Analisi: Quanti sono gli stranieri in Italia? E quanti sono competitivi?

    luca marchetti

     

    Stavolta ve lo scrivo da subito, più che notizie troverete un’analisi. A costo di perdere “numeri” di visualizzazioni sul mio editoriale, avevo piacere di condividere con voi queste riflessioni determinate da altri numeri, incontrovertibili, su come e quanto il mercato può incidere sull’andamento del nostro calcio. Si parla tanto di riforme: ma in quale direzione?

    L’Italia è il primo paese fra i Big Five (Inghilterra, Spagna, Francia e Germania) per numero di giocatori movimentati: 1053. E oltre la metà di queste operazioni di mercato riguarda i giovani, ovvero gli under 19. Quindi il primo dato è che l’Italia guarda al futuro. Sulla qualità di questi investimenti non possiamo pronunciarci: lo vedremo in futuro, ma il segnale è confortante. Quello che ci interessa guardare con più attenzione è il mercato dei “grandi”, ovvero dei giocatori già pronti. Ebbene il 32% di questi giocatori acquistati proviene dall’estero e va a formare l’esercito degli stranieri in Italia: sono il 43% della “forza lavoro”.

    Sono troppi o sono pochi? Cerchiamo di capirlo. Intanto nella scorsa stagione gli italiani impiegati in media nella nostra serie A sono meno della metà (46%). La squadra che ne ha utilizzati di meno è l’Inter, che tiene fede alla sua filosofia e al suo nome (poco più del 5%), quella che ne ha utilizzati di più è il Sassuolo (circa 82%). Altro dato: delle prime 10 della classifica dello scorso anno solo in 3 hanno utilizzato più della metà degli italiani (Juventus, Parma e Torino, ma comunque consideando solo i titolari gli italiani erano sempre in minoranza). Se consideriamo solo le prime 5 la percentuale cala ancora al 26%. Addirittura alla 27^ giornata dello scorso campionato erano 5 le squadre che avevano utilizzato (anche solo per un minuto) meno di 7 italiani in stagione. Volete sapere chi? Fiorentina, Inter, Lazio, Napoli e Udinese. E quest’anno i dati ricalcano esattamente la tendenza dello scorso campionato.
    La domanda da porci è: se giocano evidentemente sono forti. Allora basta analizzare i giocatori convocati per il Mondiale. L’Italia ha portato in Brasile l’11% dei giocatori (solo la Premier ha fatto meglio). Quindi gli stranieri “italiani” sono bravi giocatori. Ma non ottimi, visto che dopo il taglio dei quarti l’Italia perde una posizione e molti punti in percentuale. Di sicuro pesa l’eliminazione degli azzurri, ma la Premier il suo primato lo mantiene lo stesso e l’Inghilterra ha fatto la nostra stessa fine.

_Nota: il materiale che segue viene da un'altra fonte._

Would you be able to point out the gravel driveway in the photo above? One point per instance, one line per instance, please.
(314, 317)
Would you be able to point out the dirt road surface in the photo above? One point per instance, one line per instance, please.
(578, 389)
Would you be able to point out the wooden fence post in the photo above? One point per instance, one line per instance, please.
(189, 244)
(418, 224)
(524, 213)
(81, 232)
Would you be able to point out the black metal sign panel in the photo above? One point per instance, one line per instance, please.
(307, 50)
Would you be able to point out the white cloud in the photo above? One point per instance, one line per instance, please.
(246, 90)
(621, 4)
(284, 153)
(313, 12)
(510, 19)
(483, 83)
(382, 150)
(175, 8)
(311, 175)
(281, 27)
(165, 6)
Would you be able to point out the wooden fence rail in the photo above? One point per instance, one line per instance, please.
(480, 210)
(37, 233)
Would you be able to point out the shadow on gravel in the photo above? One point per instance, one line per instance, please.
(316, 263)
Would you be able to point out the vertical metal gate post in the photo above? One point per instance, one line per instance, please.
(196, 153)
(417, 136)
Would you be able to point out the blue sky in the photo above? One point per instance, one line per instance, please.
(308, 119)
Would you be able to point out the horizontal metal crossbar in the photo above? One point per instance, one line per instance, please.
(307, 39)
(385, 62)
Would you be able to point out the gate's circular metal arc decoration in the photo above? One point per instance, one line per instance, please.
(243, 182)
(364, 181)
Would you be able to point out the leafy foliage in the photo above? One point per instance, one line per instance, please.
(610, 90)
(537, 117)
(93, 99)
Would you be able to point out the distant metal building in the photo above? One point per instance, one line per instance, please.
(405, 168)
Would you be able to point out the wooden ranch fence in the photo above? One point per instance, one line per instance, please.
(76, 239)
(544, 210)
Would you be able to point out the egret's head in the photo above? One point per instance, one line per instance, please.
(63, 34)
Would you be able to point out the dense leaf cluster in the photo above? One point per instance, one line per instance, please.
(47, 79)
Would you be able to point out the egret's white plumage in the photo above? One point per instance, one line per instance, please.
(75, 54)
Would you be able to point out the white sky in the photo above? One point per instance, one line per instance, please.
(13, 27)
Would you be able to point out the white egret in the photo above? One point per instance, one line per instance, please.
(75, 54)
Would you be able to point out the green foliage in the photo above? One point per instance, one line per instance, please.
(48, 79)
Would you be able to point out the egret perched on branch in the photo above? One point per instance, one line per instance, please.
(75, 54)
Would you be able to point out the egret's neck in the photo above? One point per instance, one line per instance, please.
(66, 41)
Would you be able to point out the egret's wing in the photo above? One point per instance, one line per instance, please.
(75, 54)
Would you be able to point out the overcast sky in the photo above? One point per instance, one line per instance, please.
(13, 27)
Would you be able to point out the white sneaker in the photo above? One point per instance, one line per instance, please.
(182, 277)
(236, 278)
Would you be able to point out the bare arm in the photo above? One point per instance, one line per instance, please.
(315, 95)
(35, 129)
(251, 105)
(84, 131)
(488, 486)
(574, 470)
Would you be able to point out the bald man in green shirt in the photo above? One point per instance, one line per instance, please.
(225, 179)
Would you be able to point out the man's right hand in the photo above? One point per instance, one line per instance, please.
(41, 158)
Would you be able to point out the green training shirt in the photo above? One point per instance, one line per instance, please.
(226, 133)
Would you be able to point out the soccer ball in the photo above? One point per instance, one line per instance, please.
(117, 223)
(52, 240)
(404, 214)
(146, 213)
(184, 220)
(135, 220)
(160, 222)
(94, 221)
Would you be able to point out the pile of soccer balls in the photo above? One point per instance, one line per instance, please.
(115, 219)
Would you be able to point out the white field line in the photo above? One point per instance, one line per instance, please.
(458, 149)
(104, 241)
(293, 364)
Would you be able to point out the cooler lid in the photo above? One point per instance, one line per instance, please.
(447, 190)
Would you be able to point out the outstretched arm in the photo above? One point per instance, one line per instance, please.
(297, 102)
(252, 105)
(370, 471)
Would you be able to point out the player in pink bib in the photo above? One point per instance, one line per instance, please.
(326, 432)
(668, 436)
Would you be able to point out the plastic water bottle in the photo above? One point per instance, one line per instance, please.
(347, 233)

    Va da se che questa situazione fotografata dai numeri non aiuta nella crescita virtuosa della Nazionale. Potrebbe succedere infatti che la qualità dei nuovi arrivi in Italia non sia così superiore ai giocatori già presenti ma che comunque crei una concorrenza ancora più spietata e magari impedisca una formazione completa. Questo naturalmente i numeri non lo dicono. Non questi, almeno. Questi indicano delle tendenze. Che si stiano prendendo provvedimenti in Federazione per riformare il sistema calcio è altrettanto certo e di questi numeri si deve tener conto.

    Il problema comunque non è la presenza degli stranieri: la concorrenza non può far altro che migliorare la nostra serie A. Oltre al problema economico (che non può essere risolto da regole) si puo cercare di indirizzare delle scelte. Negli altri paesi del Big Five non ci sono limitazioni agli extracomunitari (anzi in Spagna e Francia le naturalizzazioni sono molto più facili che in Italia) in Inghilterra però per esempio per gli extracomunitari pretendono che ci sia eccellenza: ovvero che abbiano fatto almeno il 75% delle partite della propria nazionale. In Germania la federazione invece obbliga le società ad avere in ogni squadra per fascia d’età (dall’Under 16 in poi) almeno 12 giocatori convocabili per la nazionale tedesca. Questo favorisce molto il mercato interno e anche gli investimenti nei settori giovanili. In Spagna esistono le squadre B (oltre a funzionare molto bene la “cantera”). E a proposito di questo l’ultima riflessione.

    Nella nostra serie B il 55% dei giocatori proviene dalla A. Di questi, l’81% è in prestito. Vale a dire che il 45% del totale dei giocatori è in prestito dalla A e nel migliore dei casi “paga” un premio di valorizzazione, nel peggiore tutto (o quasi) lo stipendio. Ecco perché le società di A vorrebbero avere le squadre B: abbattimento costi e gestione diretta dei propri giocatori. Vale la pena ancora non prendere in considerazione questa possibilità?